You've answered your own question - the person writing the database you're using, for example.


computing is so cheap that most people can delegate to a database. at some point tho, if money is a problem and you don't have the computing resources, you can squeeze more out of that hardware by using more specialized DBs, (graph, doc, column), something like redis, etc, but then at some point those might not map very nice to your problem and in which case custom data structures will get you far. Hence the reason FAANGs are big on algorithm & DS questions during interviews.


I'm a Bioinformatics student, so it's not for work, but I have been looking into Suffix Arrays, BWTs and FM indexes for my project.

I've seen them applied to some real world next gen genomic tools for example this one https://github.com/vgteam/odgi implements a multi string BWT. Technically they're in academia and not making money afaik but it's interesting stuff.


Yes, but not often!

Recently used nested R-Trees for in memory geospacial querying for a game (millions of atomic updates a second which would be a pain to manage sharding as items move around the world).

For example as a tree gets too big I split it at the hot spot and run the job processing for each tree on separate threads.

Few years ago implimented a simple tree for a survey product I built. The pathing in the survey is stored in the tree and I use the tree to find loops (which are invalid) in the survey.


Pro multimedia software here. We deal with fundamentally concurrent architectures with a variety of not-so-soft realtime requirements. So thread safety, lock/wait free guarantees, and cache performance are my key concerns.

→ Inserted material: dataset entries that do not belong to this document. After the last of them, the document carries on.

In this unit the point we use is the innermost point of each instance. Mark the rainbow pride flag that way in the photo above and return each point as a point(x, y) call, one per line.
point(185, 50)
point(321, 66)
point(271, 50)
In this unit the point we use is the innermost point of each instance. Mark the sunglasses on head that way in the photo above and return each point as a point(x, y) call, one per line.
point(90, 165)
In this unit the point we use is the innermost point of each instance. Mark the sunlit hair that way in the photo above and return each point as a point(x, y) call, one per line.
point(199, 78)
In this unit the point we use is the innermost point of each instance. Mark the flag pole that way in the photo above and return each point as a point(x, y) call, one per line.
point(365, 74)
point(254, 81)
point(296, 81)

Most off-the-shelf data structures are poorly suited for that environment so I need to roll my own or modify existing structures. I'm no data structure expert, so this kind of stuff is really helpful.

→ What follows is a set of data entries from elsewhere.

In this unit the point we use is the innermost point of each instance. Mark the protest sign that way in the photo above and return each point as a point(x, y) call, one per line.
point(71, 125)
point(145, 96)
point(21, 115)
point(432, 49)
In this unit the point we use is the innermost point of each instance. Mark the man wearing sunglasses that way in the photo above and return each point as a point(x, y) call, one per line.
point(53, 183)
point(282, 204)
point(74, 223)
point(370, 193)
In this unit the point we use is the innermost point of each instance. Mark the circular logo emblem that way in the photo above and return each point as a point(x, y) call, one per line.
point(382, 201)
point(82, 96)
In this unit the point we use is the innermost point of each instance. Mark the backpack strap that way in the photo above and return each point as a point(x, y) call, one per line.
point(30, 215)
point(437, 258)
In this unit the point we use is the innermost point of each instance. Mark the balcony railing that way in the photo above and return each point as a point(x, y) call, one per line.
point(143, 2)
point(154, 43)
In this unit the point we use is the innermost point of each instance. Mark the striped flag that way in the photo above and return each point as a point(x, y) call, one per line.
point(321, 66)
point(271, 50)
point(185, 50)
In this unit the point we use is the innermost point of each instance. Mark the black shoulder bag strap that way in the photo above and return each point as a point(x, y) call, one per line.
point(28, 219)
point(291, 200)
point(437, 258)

Though my use of stranger data structures is relatively rare in my line of work, I enjoy learning them because they keep revealing new ways to approach problems. It's less "I use CRDTs" and more "CRDTs have changed what I think is feasible", similarly for stuff like bloom filters (no-false-negatives can be very powerful) and locality-sensitive hashing (don't search for all X every time, pre-compute a simpler version so you only check promising items). Concurrent data structures have also been pretty fruitful, since they're also often "how can we guarantee X in our distributed system, and what primitives do we need" strategies / solutions.

(obviously some of this is "I learned a tangential thing while learning about X", but that's kinda the point. you may never use a rope, but you might be introduced to a new idea in the process of learning about it)

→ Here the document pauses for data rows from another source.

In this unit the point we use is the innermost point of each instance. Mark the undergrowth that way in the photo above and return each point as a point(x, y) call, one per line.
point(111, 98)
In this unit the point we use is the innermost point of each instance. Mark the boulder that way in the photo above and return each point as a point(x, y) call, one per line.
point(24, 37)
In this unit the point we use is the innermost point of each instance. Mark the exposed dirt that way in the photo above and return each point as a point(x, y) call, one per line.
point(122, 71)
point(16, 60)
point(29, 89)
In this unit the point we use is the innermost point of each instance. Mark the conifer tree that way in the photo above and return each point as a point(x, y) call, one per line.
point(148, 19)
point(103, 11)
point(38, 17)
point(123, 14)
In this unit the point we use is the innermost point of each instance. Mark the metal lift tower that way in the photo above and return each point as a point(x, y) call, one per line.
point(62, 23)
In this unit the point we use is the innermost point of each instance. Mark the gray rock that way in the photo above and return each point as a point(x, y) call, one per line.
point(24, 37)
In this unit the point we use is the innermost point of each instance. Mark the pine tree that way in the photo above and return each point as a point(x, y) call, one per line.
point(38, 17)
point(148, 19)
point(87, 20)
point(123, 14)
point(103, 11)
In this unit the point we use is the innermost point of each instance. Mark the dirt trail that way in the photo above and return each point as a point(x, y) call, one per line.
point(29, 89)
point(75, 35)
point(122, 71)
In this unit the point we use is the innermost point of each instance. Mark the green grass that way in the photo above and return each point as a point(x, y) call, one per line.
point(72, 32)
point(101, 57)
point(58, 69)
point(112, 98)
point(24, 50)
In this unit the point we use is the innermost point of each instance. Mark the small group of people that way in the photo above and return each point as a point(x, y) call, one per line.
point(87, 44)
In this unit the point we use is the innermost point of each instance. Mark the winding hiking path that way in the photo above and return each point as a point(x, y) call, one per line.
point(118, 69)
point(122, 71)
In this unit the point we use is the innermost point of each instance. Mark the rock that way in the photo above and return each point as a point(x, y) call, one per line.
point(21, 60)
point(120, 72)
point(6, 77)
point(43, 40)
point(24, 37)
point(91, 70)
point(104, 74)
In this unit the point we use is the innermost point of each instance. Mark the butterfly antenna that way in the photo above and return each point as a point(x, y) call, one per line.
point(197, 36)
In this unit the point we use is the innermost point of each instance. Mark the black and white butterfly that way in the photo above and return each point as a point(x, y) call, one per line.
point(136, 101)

It's hard to beat an R-Tree for doing in-memory geospatial queries.


Work in speech recognition, from this list use lots of advanced automata algorithms, bloomier filters, interesting types of hashing, fancy priority queues.


It's not as interesting as some of the structures in the PDF, but we are working on a problem where we have lots of timestamped data and need to quickly and frequently access the nearest data point from a given input timestamp. We ended up using a tree-like structure but that said, we ended up using whatever tree-like structure was available in the language.


I work on a mapping team. We implemented our own R tree for spatial search as existing libraries had some unoptimized hot paths for our use case.


FM-index is super useful for large string collections.